At the First Texas Symposium on Relativistic Astrophysics in 1963, Wheeler gave a lengthy lecture on gravitational contraction, in which he shared his enthusiasm for the Oppenheimer-Snyder model. He subsequently played a key role in reviving interest in general relativity in the United States, and popularized the term "black hole" in the late 1960s. Various theoretical physicists pursued this topic and by the late 1960s and early 1970s, advances in observational astronomy, such as radio telescopes, changed the attitude of the scientific community. Pulsars and quasars had already been discovered and neither neutron stars nor black holes were considered mere textbook curiosities. Cygnus X-1, the first solid black-hole candidate, was discovered by the Uhuru X-ray space telescope in 1971. Observations of the central radio source of the Milky Way, Sagittarius A*, and the center of the spiral galaxy NGC 4258, both of which identified as supermassive black holes, came in the 1990s. Further evidence arrived in the 2000s thanks to the Hubble Space Telescope and the Chandra X-ray Observatory. The works of Oppenheimer and his collaborates was the initial impetus for this golden age of astrophysics. Jeremy Bernstein described the Oppenheimer-Snyder publication as "one of the great papers in twentieth-century physics."
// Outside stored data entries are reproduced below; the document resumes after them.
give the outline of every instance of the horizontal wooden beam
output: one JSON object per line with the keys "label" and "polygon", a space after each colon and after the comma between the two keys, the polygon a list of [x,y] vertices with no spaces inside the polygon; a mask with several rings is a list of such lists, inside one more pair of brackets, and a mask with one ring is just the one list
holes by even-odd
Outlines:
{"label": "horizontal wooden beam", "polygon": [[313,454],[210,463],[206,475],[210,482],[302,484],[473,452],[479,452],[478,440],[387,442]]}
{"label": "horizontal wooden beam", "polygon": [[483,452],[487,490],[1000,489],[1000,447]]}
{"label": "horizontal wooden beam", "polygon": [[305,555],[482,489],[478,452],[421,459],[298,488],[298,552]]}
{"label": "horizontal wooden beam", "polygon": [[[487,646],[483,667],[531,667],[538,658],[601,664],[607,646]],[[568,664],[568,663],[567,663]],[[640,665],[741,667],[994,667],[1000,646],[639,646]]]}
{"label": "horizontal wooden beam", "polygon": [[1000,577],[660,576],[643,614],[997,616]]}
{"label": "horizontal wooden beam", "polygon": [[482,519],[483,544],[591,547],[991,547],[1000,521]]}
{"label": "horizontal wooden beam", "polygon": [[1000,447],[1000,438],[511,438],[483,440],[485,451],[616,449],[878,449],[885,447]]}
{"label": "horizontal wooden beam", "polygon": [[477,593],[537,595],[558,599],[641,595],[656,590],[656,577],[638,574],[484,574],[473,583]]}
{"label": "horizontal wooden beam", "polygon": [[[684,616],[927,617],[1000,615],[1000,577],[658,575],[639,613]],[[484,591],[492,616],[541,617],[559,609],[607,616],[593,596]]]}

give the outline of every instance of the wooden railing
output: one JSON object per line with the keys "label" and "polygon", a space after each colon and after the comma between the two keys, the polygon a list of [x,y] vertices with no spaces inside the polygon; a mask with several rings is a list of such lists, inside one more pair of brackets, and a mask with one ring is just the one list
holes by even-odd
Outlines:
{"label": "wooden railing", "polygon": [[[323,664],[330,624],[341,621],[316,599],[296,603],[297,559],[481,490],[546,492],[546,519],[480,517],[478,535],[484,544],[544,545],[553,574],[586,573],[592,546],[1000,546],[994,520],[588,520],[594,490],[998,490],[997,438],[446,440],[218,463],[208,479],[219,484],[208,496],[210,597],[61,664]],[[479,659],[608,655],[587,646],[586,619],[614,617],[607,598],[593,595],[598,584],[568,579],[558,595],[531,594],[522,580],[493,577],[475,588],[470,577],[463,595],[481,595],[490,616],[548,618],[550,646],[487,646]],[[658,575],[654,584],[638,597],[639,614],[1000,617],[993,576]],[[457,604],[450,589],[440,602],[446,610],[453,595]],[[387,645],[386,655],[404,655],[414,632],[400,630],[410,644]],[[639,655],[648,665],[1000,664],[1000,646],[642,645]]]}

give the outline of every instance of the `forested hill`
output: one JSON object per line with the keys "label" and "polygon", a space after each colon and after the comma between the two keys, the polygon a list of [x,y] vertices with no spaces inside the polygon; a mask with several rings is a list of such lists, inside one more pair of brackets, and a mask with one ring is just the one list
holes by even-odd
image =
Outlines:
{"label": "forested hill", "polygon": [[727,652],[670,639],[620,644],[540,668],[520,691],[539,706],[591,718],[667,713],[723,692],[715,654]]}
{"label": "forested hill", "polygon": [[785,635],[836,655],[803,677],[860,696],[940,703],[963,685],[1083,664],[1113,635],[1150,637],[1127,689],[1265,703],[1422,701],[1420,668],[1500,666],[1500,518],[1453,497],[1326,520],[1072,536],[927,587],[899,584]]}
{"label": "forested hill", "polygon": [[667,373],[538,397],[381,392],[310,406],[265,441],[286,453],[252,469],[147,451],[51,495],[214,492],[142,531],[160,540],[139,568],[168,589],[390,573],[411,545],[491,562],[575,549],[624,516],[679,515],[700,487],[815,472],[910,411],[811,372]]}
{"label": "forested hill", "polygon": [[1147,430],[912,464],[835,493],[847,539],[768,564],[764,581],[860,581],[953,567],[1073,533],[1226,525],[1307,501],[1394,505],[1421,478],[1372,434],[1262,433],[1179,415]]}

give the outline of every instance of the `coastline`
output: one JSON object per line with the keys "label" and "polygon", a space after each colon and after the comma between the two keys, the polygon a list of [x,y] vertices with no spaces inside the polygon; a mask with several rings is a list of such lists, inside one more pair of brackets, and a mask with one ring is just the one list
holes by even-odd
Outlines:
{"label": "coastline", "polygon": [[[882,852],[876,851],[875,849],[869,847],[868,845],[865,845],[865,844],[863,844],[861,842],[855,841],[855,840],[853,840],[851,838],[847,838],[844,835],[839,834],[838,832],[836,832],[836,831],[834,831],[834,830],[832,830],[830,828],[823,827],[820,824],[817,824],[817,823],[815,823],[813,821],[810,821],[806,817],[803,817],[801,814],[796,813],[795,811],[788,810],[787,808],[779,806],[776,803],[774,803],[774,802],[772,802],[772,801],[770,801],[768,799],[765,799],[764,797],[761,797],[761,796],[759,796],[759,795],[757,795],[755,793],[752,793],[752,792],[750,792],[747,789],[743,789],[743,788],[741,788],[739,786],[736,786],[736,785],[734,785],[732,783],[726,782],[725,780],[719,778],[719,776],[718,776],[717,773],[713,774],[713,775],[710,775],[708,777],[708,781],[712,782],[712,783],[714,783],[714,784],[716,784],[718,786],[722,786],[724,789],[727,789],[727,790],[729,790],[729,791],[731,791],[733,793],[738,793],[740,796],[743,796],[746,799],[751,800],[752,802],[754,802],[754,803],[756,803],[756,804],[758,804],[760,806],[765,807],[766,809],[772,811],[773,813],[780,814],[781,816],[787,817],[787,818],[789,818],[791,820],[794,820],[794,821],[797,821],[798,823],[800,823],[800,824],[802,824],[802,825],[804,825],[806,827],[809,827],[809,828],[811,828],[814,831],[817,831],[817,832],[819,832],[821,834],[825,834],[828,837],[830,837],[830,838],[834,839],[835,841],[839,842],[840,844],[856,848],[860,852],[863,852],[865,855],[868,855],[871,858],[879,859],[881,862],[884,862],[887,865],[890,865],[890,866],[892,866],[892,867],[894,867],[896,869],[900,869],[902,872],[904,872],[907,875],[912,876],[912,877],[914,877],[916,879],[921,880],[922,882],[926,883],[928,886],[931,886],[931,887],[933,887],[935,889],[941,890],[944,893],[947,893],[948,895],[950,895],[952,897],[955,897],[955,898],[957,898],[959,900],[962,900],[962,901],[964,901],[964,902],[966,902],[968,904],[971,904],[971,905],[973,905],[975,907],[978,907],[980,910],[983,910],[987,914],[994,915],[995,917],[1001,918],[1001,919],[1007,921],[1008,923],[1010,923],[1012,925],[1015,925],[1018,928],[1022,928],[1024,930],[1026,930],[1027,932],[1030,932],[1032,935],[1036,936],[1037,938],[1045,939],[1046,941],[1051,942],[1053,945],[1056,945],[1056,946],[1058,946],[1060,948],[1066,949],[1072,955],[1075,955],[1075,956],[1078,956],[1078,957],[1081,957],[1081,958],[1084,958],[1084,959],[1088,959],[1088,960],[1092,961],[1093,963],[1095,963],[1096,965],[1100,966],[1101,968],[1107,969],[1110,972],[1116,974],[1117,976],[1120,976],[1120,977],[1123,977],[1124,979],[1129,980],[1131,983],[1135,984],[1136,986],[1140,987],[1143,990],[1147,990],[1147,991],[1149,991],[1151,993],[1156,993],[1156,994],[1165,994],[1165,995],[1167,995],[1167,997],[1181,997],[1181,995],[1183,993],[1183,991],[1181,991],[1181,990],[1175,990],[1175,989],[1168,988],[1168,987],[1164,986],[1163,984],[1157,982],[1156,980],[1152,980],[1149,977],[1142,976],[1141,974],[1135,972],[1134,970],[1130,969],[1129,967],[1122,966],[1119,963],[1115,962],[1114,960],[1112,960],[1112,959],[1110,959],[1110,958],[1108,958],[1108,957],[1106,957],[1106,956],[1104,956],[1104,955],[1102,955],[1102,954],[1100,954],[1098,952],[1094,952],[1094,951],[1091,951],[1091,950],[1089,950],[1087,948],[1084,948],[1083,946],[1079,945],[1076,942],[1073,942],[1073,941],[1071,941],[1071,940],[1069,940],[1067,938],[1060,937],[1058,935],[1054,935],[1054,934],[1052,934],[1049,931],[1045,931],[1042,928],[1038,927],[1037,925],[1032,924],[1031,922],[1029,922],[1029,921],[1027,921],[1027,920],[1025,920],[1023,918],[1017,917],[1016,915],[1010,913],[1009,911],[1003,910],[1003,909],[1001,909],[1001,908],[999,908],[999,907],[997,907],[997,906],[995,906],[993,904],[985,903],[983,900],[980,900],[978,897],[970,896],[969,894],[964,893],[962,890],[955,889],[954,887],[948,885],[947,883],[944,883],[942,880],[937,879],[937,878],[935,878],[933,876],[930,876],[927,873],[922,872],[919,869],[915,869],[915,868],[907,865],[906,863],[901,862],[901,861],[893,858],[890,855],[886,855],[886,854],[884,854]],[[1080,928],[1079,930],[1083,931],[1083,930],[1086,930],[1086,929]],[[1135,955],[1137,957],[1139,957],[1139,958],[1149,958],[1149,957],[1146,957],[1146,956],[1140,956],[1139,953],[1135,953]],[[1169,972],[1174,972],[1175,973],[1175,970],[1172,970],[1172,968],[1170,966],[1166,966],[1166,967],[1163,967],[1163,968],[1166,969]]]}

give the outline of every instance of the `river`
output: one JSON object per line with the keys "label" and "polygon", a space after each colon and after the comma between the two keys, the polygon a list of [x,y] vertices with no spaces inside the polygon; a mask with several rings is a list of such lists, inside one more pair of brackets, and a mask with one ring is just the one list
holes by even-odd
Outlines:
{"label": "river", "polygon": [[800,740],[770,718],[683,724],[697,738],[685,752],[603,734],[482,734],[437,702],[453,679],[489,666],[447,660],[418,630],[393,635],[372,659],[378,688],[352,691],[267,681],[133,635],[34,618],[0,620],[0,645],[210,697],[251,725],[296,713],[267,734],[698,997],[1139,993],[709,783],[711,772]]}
A mental block for many physicists who were skeptical of the Oppenheimer-Snyder model was the so-called "Schwarzschild singularity"—meaning the boundary of a black hole—which turned out to be a removable by a change of coordinates. (The central singularity, however, cannot be removed.) In 1958, David Finkelstein found such a coordinate transformation and gave a lecture on it at King's College London. Roger Penrose was in attendance. (Arthur Stanley Eddington had introduced the same idea earlier, but the true significance of this insight was not understood and it was soon forgotten.) Penrose won the Nobel Prize in Physics in 2020 for his contributions to the mathematical theory of black holes, one of the frontiers of modern theoretical physics. He credited the Oppenheimer–Snyder model as one of his inspirations for research.

The Hindu wrote in 2023:

The world of physics does indeed remember the paper. While Oppenheimer is remembered in history as the “father of the atomic bomb”, his greatest contribution as a physicist was on the physics of black holes. The work of Oppenheimer and Hartland Snyder helped transform black holes from figments of mathematics to real, physical possibilities – something to be found in the cosmos out there.

== In popular culture ==

- In the 2023 film Oppenheimer, an interaction between Oppenheimer and his student Snyder occurs as their paper was published on the same day as the invasion of Poland.